Kerry Gross: (07:19)
Definitely, and thinking about that tight labor market across all the different types of roles that folks have in a financial advisory, job. But what we asked, why are you having trouble attracting talent, right? Thinking about, we know from all the anecdote that John was just saying, and from other demographic shifts that we understand that it is hard to hire folks into the wealth management space. And we really wanted to understand why. And what we see is that, the most common reason, 35 folks said that looking for employees with highly specific skills that are in short supply is a top reason, and I'm curious, John, what do you see as lessons from this tight competition for all sorts of roles? What are some innovative things that you're seeing happening to recruit financial advisors or other roles or to backfill in this need?
John Almeida: (08:08)
So there's a finite level of talent, right? It's not infinite. So what I am seeing the good news is what I am seeing is that you're seeing some firms, some of the bigger firms getting creative on how they nurture these skills. And a lot of them are starting to nurture it from within a lot of the talent is right under your noses.
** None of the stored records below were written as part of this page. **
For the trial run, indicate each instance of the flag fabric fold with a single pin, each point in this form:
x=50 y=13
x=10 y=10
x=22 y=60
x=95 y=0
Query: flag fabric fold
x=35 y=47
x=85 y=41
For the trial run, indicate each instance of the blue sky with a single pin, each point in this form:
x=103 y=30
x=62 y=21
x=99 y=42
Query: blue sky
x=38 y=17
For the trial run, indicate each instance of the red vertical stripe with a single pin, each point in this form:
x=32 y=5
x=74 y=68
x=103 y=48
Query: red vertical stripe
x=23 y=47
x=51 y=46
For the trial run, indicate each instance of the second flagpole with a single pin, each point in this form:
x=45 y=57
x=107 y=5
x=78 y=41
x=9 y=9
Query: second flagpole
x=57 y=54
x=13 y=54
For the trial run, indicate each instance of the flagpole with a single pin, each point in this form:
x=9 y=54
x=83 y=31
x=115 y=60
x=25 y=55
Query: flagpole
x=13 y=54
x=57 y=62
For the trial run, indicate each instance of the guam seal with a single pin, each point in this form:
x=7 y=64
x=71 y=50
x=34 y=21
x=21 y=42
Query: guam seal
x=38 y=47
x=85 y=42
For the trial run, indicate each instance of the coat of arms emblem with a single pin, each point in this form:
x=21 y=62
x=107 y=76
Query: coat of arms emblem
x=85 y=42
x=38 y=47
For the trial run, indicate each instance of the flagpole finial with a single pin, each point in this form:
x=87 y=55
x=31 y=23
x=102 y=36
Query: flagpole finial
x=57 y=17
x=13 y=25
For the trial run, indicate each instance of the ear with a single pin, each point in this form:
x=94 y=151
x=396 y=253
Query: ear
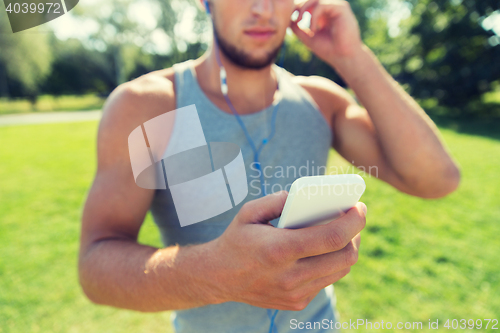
x=201 y=5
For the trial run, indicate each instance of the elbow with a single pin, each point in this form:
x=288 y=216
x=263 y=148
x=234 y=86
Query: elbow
x=86 y=285
x=446 y=182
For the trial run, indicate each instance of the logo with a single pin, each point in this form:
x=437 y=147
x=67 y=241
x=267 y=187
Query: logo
x=25 y=14
x=205 y=179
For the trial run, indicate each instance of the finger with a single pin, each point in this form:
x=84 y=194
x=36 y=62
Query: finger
x=328 y=264
x=302 y=35
x=330 y=237
x=264 y=209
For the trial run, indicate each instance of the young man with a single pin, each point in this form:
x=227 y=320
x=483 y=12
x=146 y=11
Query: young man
x=223 y=274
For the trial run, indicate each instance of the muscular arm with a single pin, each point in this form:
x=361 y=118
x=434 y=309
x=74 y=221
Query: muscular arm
x=392 y=138
x=392 y=133
x=113 y=268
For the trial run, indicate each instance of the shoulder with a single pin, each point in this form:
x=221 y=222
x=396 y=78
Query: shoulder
x=328 y=95
x=142 y=98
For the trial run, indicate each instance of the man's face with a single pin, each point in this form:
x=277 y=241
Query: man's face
x=251 y=32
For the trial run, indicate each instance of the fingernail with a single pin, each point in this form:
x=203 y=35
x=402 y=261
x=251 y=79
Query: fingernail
x=363 y=207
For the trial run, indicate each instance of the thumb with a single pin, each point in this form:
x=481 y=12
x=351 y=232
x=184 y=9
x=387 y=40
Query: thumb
x=262 y=210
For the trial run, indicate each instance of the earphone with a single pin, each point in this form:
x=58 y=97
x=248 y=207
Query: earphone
x=256 y=151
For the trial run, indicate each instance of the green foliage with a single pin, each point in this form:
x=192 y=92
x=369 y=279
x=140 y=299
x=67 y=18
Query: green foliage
x=446 y=54
x=420 y=259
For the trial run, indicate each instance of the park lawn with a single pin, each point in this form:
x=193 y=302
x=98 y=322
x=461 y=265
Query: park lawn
x=48 y=103
x=419 y=259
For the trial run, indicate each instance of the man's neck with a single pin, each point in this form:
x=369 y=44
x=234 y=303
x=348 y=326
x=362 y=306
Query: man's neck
x=250 y=90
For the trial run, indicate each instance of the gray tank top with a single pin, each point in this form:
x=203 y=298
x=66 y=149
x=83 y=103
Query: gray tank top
x=299 y=148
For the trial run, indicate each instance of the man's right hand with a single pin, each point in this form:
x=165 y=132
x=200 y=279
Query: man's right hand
x=283 y=269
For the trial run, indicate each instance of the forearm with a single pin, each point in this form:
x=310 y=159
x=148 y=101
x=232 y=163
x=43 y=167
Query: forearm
x=125 y=274
x=407 y=137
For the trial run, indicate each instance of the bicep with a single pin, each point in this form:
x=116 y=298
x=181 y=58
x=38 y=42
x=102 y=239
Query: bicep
x=116 y=206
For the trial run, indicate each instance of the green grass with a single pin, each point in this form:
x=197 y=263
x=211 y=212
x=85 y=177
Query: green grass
x=420 y=259
x=47 y=103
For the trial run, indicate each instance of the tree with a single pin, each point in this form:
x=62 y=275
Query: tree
x=25 y=59
x=447 y=55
And, you don't even realize it's there. For example, Morgan Stanley launched a program two years ago in 2020, right at the height of COVID called the virtual engagement associates for broker trainees. So VEA and the, the associates initially help with things like client onboarding to social media posts, setting up new technology while they also pursue their basic securities licenses over the course of around 18 months. And then from there, they can stay in the program. They can go entertain other roles or join Morgan Stanley's formal 40 month financial advisor associate training program. And the results have been staggering executives have said, it's proven to be more successful than any industry average. They say it's a very good funnel. And they also say that the VEA staffers are also very highly diverse in terms of gender, race, and ethnicity. So we can't forget about that as well in attracting folks that you normally wouldn't think to attract into the talent pool as well, Bank of America, Merrill Lynch, are thinking about it the same way they now hire the vast majority of their broker candidates from their parent company bank of America on the, retail banking side. Right. And what they say is that their average broker training program is only 18 months and that's the graduation rate, by the way, industrywide is extremely low when it comes to broker training and all the exams and everything that they gotta get through to become certified to provide us advice. It's only industry wide at 30% Merrill has their graduation rate at 80% because of these incubation programs, because they have exposure to bonafide financial advisors who can mentor them and two to them. So again, you gotta supplement your recruiting efforts and also nurture those skills from within and use technology as a differentiator to make these folks stay engaged and provide 'em clear career paths from some of the mundane happening in the middle and back office to potentially being in front office roles, which are more client engaging.
Kerry Gross: (10:40)
And that's a great segue John, into understanding, we talked about early on about the types of roles that people are seeing folks leave, and we asked folks where do you see higher rates of attrition in any particular roles? This is multi-select. And people could say, if they saw higher, rates of attrition, what we see is that 37% of financial advisors say they're seeing higher rates of attrition among employees in the back office compared to other roles. And 34% say those in front frontline or front office, individual contributor roles. And, John, this just comes back to thinking about that experience in these roles, right. You just said, making sure that there's a forward pipeline, what else do you see? what's the challenge in losing back office staff in particular,
John Almeida: (11:28)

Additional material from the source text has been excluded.